Eglises d'Asie

L’ordination d’une simple novice provoque des remous au sein de la communauté bouddhiste thaïe

Publié le 18/03/2010




Le 10 février dernier, une femme, citoyenne thaïlandaise, a pris l’habit jaune et, pour employer un terme correspondant à l’univers chrétien, a été « ordonnée » novice (sâmanerî) dans l’Ordre du bouddhisme du Theravâda. La cérémonie – qui s’est déroulée dans un temple situé à Nakhon Pathom, à l’ouest de Bangkok – était conduite par une bonzesse (bhikkhunî) du Sri Lanka.
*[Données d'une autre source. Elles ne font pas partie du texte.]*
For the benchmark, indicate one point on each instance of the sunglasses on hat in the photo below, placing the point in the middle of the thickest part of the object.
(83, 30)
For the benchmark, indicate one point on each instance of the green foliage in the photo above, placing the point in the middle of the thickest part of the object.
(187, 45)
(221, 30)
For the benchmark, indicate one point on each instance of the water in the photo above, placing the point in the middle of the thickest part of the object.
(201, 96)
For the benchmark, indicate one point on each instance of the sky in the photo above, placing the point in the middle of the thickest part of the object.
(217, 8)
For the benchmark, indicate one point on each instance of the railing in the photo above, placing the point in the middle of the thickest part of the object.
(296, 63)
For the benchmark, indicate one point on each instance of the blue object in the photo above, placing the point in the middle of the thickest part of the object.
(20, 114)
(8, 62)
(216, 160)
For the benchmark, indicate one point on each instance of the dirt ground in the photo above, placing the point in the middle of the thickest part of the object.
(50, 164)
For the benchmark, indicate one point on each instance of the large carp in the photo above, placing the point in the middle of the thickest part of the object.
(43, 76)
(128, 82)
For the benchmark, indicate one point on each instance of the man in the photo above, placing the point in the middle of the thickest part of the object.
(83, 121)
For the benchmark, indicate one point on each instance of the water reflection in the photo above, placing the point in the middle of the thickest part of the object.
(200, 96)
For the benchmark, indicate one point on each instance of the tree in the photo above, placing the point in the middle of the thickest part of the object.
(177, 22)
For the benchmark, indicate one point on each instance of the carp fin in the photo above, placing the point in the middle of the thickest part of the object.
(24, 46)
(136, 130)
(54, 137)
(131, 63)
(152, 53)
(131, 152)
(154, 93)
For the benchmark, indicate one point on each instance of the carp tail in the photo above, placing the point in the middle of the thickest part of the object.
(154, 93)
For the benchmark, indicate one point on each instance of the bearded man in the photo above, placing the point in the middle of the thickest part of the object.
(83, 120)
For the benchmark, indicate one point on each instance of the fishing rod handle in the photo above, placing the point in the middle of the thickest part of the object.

Y participaient également un collège de cinq bonzes (bhikkhu) thaïs, trois bonzesses indiennes, dix mae chi (dévotes rasées et habillées de blanc) thaïes, ainsi que la première novice (sâmanerî) thaïlandaise de notre époque, le professeur Chatsumarn Kabilsing, ordonnée au Sri Lanka en février 2001.

Agée de 55 ans, la nouvelle novice, du nom de Varangkhana Wanavichayen, est restée mae chi habillée de blanc durant neuf ans avant de prendre l’habit jaune ; mère de deux enfants et divorcée, elle a vécu un temps en Australie où elle a suivi des études commerciales avant d’exercer des fonctions de secrétaire et d’interprète dans une société privée. Cette prise d’habit jaune n’est pas passée inaperçue au sein de la communauté bouddhiste thaïe. En effet, la lignée des religieuses bouddhistes (les bhikkhunî) a disparu depuis plusieurs siècles de l’Ordre du Theravâda, le bouddhisme dit du Petit Véhicule’ qui prévaut en Thaïlande. Par la voix de son directeur adjoint, Sitthiwong Tantayaphisansut, l’officiel Département des Religions a rappelé dès le lendemain de l’ordination que les règles du bouddhisme thaï ne permettent pas aux personnes de sexe féminin d’être ordonnées comme sâmanerî (novices) ou bhikkhunî (bonzesses). « Ce que nous n’apprécions pas, c’est le précédent fâcheux, facteur de division, que cette affaire peut créer pour le reste de la population bouddhiste féminine. Bien que la Constitution thaïlandaise garantisse la liberté des pratiques religieuses, nos règles ecclésiales, très clairement, ne reconnaissent pas l’existence de bhikkhunî », a déclaré Sitthiwong, tout en ajoutant que son administration n’envisageait pas de prendre dans l’immédiat de mesures en vue de défroquer Warangkhana. « Son ordination risque d’être source de confusion pour les Thaïlandais au sujet de ce qui peut être fait ou non en fonction des règles bouddhistes. Le public doit être mieux informé de ce problème », a-t-il conclu. Une commission a été mise sur pied pour étudier les différents aspects de la question.

Les différentes prises de position par rapport à ce fait divers illustrent l’opposition de deux logiques. Les partisans de l’ordination des femmes se réclament de l’esprit du Bouddha : du moment que celui-ci avait ordonné des femmes, la fidélité à son enseignement impose de continuer à ordonner des femmes. Les partisans de l’impossibilité d’ordonner des femmes se réclament de la logique de la filiation : du moment que la filiation des ordinations féminines a été interrompue, il n’est pas possible, même avec la meilleure volonté du monde, de la reprendre. Il ne s’agit pas ici d’une question de droit des femmes ou de liberté religieuse, c’est une question technique de validité. Les mêmes d’ailleurs considèrent qu’il est possible à des femmes de devenir novices ou bonzesses, mais dans les Ordres du Mahâyâna (bouddhisme dit du Grand Véhicule’) où la filiation est censée avoir été continue (1).